Why do I put myself through it? Because if you are writing book-length nonfiction or fiction, your job is slow and still. To write a book, words must be written on a page. This takes a lot of time. Unless you have a standing desk, or a treadmill desk, neither of which are yet a feature of the reading rooms of Gladstone’s Library, it is also sedentary. When I’m in writing mode, it’s theoretically possible that my day’s target of 1,000 words will be achieved between 7am and 1pm. Glorious day! Oh afternoon of freedom! Or maybe, let’s be real, there’ll be a slow start for no discernible reason other than sluggishness, then a fight to the death from 10am-5pm and it’s winter and dark outside already. As my late thirties drifted into my early forties, the penny dropped: writing is seriously bad for my body. And yet my body is necessary for my writing; it holds up my brain, and has fingers attached. Hence, the exercise routine.
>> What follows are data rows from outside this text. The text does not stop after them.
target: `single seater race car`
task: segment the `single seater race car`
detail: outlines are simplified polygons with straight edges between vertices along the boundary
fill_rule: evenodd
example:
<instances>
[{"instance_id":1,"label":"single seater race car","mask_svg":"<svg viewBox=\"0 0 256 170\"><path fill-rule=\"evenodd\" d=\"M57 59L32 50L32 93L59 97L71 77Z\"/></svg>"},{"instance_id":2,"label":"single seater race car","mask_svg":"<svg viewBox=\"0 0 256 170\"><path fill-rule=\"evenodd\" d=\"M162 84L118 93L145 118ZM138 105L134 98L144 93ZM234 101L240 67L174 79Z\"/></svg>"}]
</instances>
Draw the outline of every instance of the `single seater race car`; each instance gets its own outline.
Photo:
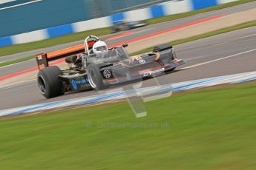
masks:
<instances>
[{"instance_id":1,"label":"single seater race car","mask_svg":"<svg viewBox=\"0 0 256 170\"><path fill-rule=\"evenodd\" d=\"M124 20L115 21L112 23L111 27L112 33L116 33L119 31L125 31L134 28L142 27L146 26L148 24L142 21L125 21Z\"/></svg>"},{"instance_id":2,"label":"single seater race car","mask_svg":"<svg viewBox=\"0 0 256 170\"><path fill-rule=\"evenodd\" d=\"M152 52L133 57L129 57L126 47L128 44L108 49L104 41L91 35L85 38L84 49L74 47L36 55L41 93L50 98L67 92L100 90L110 85L156 76L186 63L177 58L168 44L156 46ZM57 66L49 67L49 61L64 57L69 68L61 70Z\"/></svg>"}]
</instances>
I say I hate running. True, but I like being outside. Just as all those writing tips say, getting away from the desk, thinking about nothing, is a good thing. And I like a change of scene from the London run, which involves traffic and pollution. At Gladstone’s, where I am intensely privileged to be a writer-in-residence for February, I have grown fond of my run. It takes me through a mixture of parkland and woods, and then down a long, straight lane between fields.
I look forward to seeing the looming ridge of Alderley Edge, each day different depending on the clarity of the light. I’ve watched a buzzard, and a sparrowhawk, and enjoyed the sight of long-tailed tits as they flitter about the branches, performing their excitable high-pitched chittering. There’s nothing lonely and enraptured about all this – it’s a busy spot, and sometimes the path is dotted with that feature so typical of the British countryside, the small black plastic bag filled with dog excrement. The route covers privately owned land, and a remarkable number of signs tell you precisely where you can and can’t be, and for which bits a permit is officially required. The hum of the A55 is always there, and when the landscape pulls apart to show me Alderley Edge, I also get an eyeful of the heavily industrialised Dee valley. And yet. I like to get out at dusk, and there’s a moment when I’m running down a muddy path towards a river, and old Hawarden Castle rises above me like something in a fairytale, and, almost invariably at this point, a tawny owl hoots. And the pain of going for a run is suddenly completely worth it.